For clustering, we introduce a density-aided method called Skeleton Clustering that can detect clusters in multivariate and even high-dimensional data with irregular shapes. To bypass the curse of dimensionality, we propose surrogate density measures that are less dependent on the dimension but have intuitive geometric interpretations. The clustering framework constructs a concise representation of the given data as an intermediate step and can be thought of as a combination of prototype methods, density-based clustering, and hierarchical clustering. We show by theoretical analysis and empirical studies that skeleton clustering leads to reliable clusters in multivariate and high-dimensional scenarios.

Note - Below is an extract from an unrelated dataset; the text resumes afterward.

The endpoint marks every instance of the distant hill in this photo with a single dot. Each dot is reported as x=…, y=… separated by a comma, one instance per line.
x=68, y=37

For regression tasks, we propose a novel framework specialized for covariates concentrated around some low-dimension geometric structures. The proposed framework first learns a graph representation of the covariates, which we call the skeleton, to summarize the geometric structures. Then we apply nonparametric regression techniques to estimate the regression function on the skeleton, which, notably, bypasses the curse of dimensionality. We derive statistical and computational properties of the proposed regression framework and use simulations and real data examples to illustrate its effectiveness. Our framework has the advantage that predictors from distinct geometric structures can be accounted for and is robust to additive noise and noisy observations.
Graph, as a structure to represent connections, is a helpful tool in modeling contact networks, which is incorporated in various epidemic models. However, missing links in the observed contact network are inevitable, which raises concern over the robustness of epidemic models in this regard. To address this concern, we assess epidemic models under missingness and present some preliminary results from this ongoing project.